Climate change is messing up Australia’s native spice supplies

Pepperberry, bush tomato and wattleseed are in short supply, thanks to weather changes where they grow.

Bush tomato

Bush tomato has poisonous seeds and must be roasted before being eaten or dried. Source: Getty Images

It's cruel timing. Just as our native spices, fruits and vegetables are being embraced by everyone from chefs to cheesemakers and , supplies of some of them are drying up. 

“You may wonder why various spices, especially the Australian natives, are often in short supply or simply unavailable. The answer is simply climate change.” This is part of an , listing bush tomato, pepperberry and wattleseed as the most significantly affected native Australian crops.
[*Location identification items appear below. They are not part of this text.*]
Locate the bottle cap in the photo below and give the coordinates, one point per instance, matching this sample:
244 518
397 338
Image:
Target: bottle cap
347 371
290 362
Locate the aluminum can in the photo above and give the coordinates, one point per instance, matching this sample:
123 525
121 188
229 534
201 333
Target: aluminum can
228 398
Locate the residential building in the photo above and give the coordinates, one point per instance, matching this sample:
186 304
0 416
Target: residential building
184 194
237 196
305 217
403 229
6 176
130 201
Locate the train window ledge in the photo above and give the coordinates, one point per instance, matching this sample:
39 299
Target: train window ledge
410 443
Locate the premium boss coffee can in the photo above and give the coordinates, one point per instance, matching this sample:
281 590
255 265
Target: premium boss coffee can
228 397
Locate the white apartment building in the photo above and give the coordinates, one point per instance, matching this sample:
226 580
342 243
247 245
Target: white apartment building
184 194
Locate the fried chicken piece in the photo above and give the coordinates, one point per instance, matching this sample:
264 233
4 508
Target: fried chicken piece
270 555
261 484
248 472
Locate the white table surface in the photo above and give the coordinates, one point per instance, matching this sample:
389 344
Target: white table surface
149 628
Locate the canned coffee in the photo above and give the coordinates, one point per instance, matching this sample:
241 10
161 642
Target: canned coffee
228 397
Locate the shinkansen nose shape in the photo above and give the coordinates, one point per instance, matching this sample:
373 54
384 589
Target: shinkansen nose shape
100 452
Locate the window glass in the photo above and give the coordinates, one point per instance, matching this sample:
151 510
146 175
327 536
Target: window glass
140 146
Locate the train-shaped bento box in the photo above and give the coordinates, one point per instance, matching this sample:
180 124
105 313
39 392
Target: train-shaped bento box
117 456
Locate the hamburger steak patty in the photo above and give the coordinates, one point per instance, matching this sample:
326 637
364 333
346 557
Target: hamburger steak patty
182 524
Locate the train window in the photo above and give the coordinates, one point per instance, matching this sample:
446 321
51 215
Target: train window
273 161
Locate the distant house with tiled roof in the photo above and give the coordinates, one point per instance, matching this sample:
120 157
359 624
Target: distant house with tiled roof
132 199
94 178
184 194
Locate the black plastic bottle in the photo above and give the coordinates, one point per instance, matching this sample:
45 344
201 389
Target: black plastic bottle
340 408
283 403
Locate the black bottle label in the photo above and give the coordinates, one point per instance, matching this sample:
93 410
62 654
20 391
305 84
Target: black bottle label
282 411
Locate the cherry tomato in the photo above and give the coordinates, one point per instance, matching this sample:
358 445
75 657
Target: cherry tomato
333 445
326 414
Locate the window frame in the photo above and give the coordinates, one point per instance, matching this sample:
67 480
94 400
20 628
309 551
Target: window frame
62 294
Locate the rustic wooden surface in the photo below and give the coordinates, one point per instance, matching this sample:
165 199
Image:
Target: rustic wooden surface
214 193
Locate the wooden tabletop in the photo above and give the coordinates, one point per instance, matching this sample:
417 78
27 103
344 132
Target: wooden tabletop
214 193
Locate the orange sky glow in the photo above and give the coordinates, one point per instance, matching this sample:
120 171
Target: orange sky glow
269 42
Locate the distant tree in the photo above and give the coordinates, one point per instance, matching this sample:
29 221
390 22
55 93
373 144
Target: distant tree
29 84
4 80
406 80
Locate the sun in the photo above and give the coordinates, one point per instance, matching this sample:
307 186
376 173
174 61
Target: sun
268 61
“It’s there and it is happening,” says Herbie’s Spices owner Ian Hemphill of climate change, which is keeping those native Australian goods out of stock. “I just think it’s a reality and something we have to learn to cope with. It does affect what people are able to get and that’s why I felt it was necessary to tell people.”

Bush tomato, also known as akudjura or pura, typically dries out while still on the plant as humidity levels are so low where it grows in central Australia. However, excessive rains in those areas over the past year have interfered with the fruit’s natural drying process. “The bush tomato that was growing basically came on too quickly, and the extreme wet essentially made them burst and become useless,” Hemphill explains.

When it comes to the shortage of pepperberry, it was the reverse scenario. “Tasmania had a very long drought, so the Tasmanian native pepperberry bushes didn’t bear the little pepperberries, so that has also been unavailable,” Hemphill says. Likewise, wattleseed supplies are also low.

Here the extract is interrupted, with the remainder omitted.